Printer Friendly

Analysis by light, scanning, and transmission microscopy of the intima synovial of the temporomandibular joint of human fetuses during the development.

1. Introduction

The temporomandibular joint (TMJ) is a specialized synovial joint essential for the function of the mammalian jaw. The main components of the TMJ are the mandibular condyle, the mandibular fossa of the temporal bone, the articular disc with collagen fibers interposed with between them, and a synovial [1-5].

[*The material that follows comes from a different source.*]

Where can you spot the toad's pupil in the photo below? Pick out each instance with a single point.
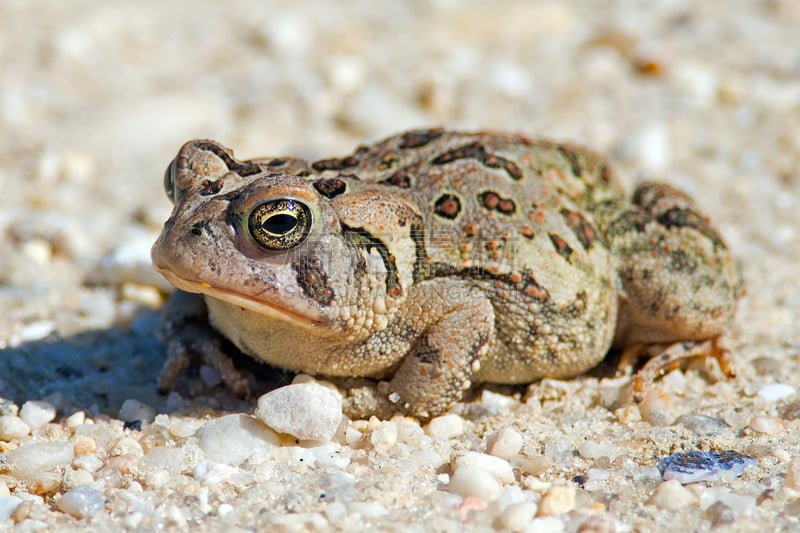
(280, 224)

Morphologically, the synovial consists of two layers: one cellular intima layer and another for support, the vascular subintima layer, which combines with the articular capsule. The intima layer consists of cells within an amorphous and fiber-free matrix whose width varies approximately from 1 to 4 cells. The subintima layer consists of loose and vascularized connective tissue, with spread out fibroblasts, macrophages, mastocytes, adipose cells, and some elastic fibers that prevent the pleating of the [6-12].

The intima layer has cells with phagocytic ability called macrophage-like type A cell. This same layer also has cells called fibroblast-like B cells, which synthesize proteins, glycoproteins, and proteoglycans [9,10,13-16].

There is also a third type of cells not entirely studied yet called intermediate lining cell [6, 17-20]. Among these three cell types there are spaces filled with not very fibrous extracellular matrix and macrophage ground substance.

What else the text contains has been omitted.